I suppose the lockdown placed a heavier emphasis on the relevance of time and place in my paintings, something one could not escape in that period. The same room, the same dog, the same thing, different time of day.
Clare: What are your art influences? Who are your favourite contemporary or historical artists and why?
Maddy: My works of dogs splayed, legs akimbo, on beds and sofas reference Lucian Freud’s nudes. I look to the empty worlds of Edward Hopper, Andrew Wyeth, and Vilhelm Hammershoi. Also, Post-Impressionists such as Félix Vallotton and Edgar Degas, and their appreciation of Japanese woodblock prints.
I’m often looking at Nabis and Impressionist painters for depictions of lazy everyday scenes, recording the objects of life, and the Dutch Masters’ tracing of the path of light across rooms. I love how contemporary Scottish painter Andrew Cranston pushes the narrative content a painting can hold in ‘Illustration for a Franz Kafka story (2nd version)’, a darkly charming portrayal of the opening chapter of ‘Metamorphosis’. I admire the hidden story behind Hockney’s iconic ‘Mr and Mrs Clark and Percy’ – the cat was really called ‘Blanche’, Hockney simply thought Percy to be a more appealing name for his title, despite ‘Mrs Clark’ having stated, in interview, that out the many cats she had owned ‘Blanche was a special one’. It’s all an illusion, but in the end, the same story is told.
I’m inspired by Gareth Cadwallader’s miniscule, almost hallucinogenicly detailed panels. They capture the comedy of commonly sighted adverts featuring actors grasping fruit, feigning smiles. His website records his references, including advertisement shots that inspired paintings which float across the space, forcing the viewer to scroll back and forth, absorbing it all.
Craigie Aitchison’s ‘Sugarbush Dead’ was directly inspired by Dalí’s ‘Christ of St. John of the Cross’, the painting likens the artist’s Bedlington terrier to some sort of holy Lamb of God. My painting ‘Dead Pierre’, a coincidental pastiche of Ron Mueck’s ‘Dead Dad’, is a Lamb of God of my own proclamation, from a photograph taken accidentally at the very moment of my pet hamster’s passing.
Clare: What makes a good day in the studio for you?
Maddy: I love the excitement of new ideas. But also the thrill of returning to an old work, previously cast aside, and seeing something new in it, accidents in paint work that lead to unexpected effects. Coming across a new artist whose work is visually, or contextually linked to my own is always exciting. I don’t write often, but when I do, just for myself, I find that very satisfying.
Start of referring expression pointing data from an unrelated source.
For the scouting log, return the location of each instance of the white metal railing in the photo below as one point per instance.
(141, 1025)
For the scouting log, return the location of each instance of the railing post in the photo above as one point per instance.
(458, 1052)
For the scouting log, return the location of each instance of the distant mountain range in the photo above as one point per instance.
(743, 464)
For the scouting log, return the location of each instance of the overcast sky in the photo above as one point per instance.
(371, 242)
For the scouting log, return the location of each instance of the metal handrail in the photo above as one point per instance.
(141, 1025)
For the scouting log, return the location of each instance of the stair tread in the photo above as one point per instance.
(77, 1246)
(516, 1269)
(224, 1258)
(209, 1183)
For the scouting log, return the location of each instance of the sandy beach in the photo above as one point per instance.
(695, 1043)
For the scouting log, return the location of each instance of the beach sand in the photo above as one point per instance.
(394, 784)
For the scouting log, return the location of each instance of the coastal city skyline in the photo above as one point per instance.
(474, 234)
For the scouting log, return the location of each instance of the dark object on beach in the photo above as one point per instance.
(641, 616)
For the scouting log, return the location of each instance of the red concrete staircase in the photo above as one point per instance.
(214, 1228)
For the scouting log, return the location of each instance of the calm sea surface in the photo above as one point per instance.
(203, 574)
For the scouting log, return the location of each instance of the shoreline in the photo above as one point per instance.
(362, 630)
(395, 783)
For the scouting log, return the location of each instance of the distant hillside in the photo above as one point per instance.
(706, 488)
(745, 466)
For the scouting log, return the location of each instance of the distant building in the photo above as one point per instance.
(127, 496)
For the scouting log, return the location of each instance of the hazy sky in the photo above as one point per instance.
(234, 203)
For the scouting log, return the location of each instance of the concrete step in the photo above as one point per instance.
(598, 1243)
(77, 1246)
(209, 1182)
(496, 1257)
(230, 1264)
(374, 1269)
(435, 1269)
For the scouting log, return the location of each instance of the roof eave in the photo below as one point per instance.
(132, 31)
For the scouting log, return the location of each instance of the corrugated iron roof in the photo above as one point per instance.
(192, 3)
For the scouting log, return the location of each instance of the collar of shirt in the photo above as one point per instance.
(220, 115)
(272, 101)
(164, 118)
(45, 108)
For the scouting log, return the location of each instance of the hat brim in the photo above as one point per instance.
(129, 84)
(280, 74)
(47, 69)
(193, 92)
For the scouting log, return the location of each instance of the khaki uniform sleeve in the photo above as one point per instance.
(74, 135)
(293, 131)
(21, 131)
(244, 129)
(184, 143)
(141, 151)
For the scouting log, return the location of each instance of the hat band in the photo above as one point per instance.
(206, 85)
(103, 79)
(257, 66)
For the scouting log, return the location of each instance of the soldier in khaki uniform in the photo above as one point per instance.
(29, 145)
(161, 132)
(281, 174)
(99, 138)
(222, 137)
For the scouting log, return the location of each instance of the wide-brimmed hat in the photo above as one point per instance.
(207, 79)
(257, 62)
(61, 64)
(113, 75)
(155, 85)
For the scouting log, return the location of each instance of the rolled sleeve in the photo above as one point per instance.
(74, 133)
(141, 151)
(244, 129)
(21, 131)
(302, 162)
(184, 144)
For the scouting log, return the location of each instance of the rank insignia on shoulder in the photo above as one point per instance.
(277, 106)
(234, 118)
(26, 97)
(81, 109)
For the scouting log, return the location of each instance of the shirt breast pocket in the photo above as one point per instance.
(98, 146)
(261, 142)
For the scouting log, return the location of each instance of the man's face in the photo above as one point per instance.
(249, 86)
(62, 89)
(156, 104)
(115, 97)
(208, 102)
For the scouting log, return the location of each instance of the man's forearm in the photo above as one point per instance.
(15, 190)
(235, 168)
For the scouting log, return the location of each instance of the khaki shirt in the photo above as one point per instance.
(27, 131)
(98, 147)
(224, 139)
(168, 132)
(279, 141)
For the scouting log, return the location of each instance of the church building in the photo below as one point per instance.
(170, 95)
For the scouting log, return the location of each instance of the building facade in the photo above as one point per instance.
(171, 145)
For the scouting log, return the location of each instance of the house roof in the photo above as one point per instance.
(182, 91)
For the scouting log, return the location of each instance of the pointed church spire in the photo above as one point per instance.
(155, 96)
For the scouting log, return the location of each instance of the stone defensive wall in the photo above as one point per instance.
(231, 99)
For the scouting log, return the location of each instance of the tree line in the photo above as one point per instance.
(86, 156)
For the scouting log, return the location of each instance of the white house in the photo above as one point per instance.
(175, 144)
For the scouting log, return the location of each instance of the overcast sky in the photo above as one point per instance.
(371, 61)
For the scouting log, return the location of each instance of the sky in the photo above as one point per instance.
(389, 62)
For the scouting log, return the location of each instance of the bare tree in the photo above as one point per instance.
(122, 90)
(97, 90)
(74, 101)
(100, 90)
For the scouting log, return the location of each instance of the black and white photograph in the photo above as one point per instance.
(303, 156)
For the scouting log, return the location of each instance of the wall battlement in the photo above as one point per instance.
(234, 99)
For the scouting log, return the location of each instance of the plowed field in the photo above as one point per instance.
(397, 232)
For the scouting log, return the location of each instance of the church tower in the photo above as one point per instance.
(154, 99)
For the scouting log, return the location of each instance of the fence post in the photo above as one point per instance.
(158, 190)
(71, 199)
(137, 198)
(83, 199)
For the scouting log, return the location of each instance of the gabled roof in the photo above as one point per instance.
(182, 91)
It can be great to contextualise the physical work.
Clare: Can you tell us where we can see more of your work online or in the flesh?
Maddy: My ‘online degree show’ can be found at www.graduateshowcase.arts.ac.uk and I’m also part of a student made showcase: www.chelseabafa2020.com
My website is www.maddybuttling.com and my Instagram is @maddybuttling.art
I was recently shortlisted for the Holly Bush Emerging Woman Painters Prize, and my selected painting ‘10:18’ will be on display at our group exhibition at Burgh House Hampstead in February 2021. Also, my painting Dead Pierre will be on display at the Royal Academy Summer Exhibition 2020.